Ngusabha Kasa Festival, Asak , Karangasem
The two dance terms used for this dance have different meanings in different villages. Both dances have their own particular characteristics. In the traditional village of Asak in Karangasem, however, these two names are combined for a particular dance form the Pendet Rejang. This dance with its own function, role, attributes and costumes, is performed at the time of the Ngusabha Kasa Festival around June/July each year and is centred on the Great Hall in the village of Asak.
The Pendet Rejang dancers wear special costumes. Their head dress has a kind of crown with expensive jewels, and is decorated with gold flowers. No fresh flowers are used, but pure gold flowers called sasak flowers, with some golden cempaka flowers as a border for the headdress.
The dancers occasionally on special occasions wear a special covering for their breasts, called saput kain karah – such as is worn by the Rejang dancers of Bungaya village. At other times they wear gold painted cloth. In Asak the kebyar gong gamelan accompanies the dancers, unlike in the nearby villages of Tenganan Pegringsingan and Bungaya where Selonding groups perform the music.

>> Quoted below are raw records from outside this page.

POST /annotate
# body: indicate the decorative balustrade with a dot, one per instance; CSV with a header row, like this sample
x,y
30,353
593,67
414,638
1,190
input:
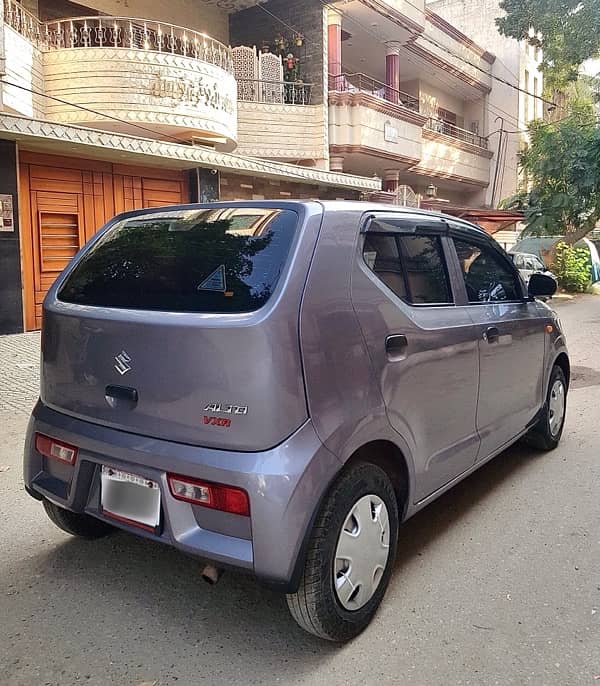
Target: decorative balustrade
x,y
22,21
448,129
361,83
274,92
117,32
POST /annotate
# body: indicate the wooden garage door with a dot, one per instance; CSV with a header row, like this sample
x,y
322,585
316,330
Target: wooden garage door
x,y
63,204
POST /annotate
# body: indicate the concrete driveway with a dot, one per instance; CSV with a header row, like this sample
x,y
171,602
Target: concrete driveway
x,y
498,582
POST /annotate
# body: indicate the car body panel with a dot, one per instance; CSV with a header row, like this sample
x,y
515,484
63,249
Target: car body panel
x,y
183,365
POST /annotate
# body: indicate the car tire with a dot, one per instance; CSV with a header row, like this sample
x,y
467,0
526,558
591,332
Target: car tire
x,y
357,504
546,434
77,524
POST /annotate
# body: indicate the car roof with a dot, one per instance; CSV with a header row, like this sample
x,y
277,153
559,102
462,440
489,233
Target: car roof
x,y
329,206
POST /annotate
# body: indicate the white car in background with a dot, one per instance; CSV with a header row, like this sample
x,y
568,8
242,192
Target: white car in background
x,y
528,264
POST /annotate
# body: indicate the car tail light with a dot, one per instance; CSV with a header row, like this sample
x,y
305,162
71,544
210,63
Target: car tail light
x,y
208,494
57,450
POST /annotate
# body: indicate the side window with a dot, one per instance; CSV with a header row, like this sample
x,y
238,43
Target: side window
x,y
488,278
382,256
411,266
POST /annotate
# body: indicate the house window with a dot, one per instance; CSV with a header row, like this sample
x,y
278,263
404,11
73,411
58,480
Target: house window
x,y
526,95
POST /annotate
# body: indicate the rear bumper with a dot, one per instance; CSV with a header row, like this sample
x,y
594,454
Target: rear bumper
x,y
285,486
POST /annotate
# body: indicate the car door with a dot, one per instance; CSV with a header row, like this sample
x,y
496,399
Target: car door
x,y
511,336
421,343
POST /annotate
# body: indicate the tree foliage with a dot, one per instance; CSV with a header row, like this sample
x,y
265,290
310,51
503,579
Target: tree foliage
x,y
572,267
561,169
568,31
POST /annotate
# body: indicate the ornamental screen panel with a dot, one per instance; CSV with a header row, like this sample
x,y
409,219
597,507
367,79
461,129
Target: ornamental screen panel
x,y
270,70
245,70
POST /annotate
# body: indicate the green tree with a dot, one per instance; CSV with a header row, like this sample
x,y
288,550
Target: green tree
x,y
561,168
568,31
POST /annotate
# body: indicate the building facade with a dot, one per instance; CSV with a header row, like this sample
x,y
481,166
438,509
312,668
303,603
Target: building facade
x,y
196,100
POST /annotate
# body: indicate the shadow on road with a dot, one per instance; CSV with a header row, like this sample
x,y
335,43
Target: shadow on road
x,y
145,604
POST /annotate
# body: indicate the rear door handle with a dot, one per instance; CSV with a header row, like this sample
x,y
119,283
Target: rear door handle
x,y
395,347
121,396
491,334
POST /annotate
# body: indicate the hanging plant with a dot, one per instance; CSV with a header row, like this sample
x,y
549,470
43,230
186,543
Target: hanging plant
x,y
281,43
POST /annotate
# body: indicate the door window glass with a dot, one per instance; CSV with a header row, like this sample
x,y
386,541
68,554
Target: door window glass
x,y
382,256
488,278
227,259
411,266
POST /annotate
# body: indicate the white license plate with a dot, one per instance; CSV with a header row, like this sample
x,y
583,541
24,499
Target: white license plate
x,y
130,497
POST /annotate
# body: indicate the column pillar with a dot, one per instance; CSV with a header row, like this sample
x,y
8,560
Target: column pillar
x,y
11,304
334,49
392,72
391,180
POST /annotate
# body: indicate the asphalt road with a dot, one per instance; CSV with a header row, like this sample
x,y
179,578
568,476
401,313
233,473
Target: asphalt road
x,y
498,582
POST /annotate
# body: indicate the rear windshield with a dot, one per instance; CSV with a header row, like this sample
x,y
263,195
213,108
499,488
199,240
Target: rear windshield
x,y
219,260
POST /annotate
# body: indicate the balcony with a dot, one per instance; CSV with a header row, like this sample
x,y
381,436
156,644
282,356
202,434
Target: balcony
x,y
361,83
277,120
368,119
449,152
125,75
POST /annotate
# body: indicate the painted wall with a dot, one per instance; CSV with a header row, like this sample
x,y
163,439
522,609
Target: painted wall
x,y
253,26
477,18
431,98
168,94
440,157
293,132
359,125
11,306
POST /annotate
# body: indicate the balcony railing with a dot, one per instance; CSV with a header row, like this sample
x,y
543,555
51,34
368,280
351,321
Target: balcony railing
x,y
274,92
22,21
361,83
117,32
448,129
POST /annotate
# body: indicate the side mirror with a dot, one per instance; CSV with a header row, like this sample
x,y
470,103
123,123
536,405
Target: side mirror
x,y
541,285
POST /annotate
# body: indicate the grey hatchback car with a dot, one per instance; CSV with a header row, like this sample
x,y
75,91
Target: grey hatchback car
x,y
275,386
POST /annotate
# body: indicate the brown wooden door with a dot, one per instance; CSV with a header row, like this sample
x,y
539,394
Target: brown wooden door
x,y
58,233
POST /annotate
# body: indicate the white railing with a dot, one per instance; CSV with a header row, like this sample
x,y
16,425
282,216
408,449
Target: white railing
x,y
22,21
117,32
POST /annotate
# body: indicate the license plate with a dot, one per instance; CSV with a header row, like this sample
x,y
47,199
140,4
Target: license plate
x,y
130,498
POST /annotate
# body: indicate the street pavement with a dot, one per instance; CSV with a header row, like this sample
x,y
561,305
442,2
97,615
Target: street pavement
x,y
497,582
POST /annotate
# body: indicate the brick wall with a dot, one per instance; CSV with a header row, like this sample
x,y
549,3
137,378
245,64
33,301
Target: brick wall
x,y
254,25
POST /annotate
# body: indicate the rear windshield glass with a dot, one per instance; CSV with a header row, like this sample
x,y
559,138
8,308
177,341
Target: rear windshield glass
x,y
219,260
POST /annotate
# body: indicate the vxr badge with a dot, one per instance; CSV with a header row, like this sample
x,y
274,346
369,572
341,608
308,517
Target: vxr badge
x,y
122,363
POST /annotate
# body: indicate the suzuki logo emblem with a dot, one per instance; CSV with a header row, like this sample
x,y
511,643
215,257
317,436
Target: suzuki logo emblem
x,y
122,363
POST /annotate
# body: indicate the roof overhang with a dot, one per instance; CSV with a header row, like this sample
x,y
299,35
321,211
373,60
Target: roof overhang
x,y
67,140
492,220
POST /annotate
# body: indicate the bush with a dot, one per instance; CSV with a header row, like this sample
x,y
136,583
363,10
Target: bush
x,y
572,267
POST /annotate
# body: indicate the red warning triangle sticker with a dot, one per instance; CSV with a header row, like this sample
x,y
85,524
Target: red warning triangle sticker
x,y
215,281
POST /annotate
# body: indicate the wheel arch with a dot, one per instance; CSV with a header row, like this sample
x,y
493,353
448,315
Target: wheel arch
x,y
387,456
383,453
562,361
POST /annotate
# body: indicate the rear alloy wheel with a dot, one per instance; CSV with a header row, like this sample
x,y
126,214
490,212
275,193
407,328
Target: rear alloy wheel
x,y
77,524
350,556
546,434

When performed in the first month called sasih kasa – the Pendet Rejang dance also has the basic function of making an offering. The movements of this dance are not as dynamic as those of the Rejang dance in general. They are slower, as though by instruction, making this particular dance very mild creating a sacred impression. This dance is performed with other dances such as the Abuang Taruna and Abuang Krama dances. The dance must begin from the South, and go towards the North. Once the dancers have danced one complete circle, finally all the special prani offerings are presented at the main hall, and accepted by 24 old women from a group called Jro Krama Saing. This group of old women organizes all the water containers, the musical instruments, and alcoholic drinks which are taken around three times in front of the temple.
The Pendet Rejang dancers continually perform their duties, until finally all the offerings are properly arranged at the Temple. Then the work of the dancers is complete and everybody awaits the commencement of the main ceremony.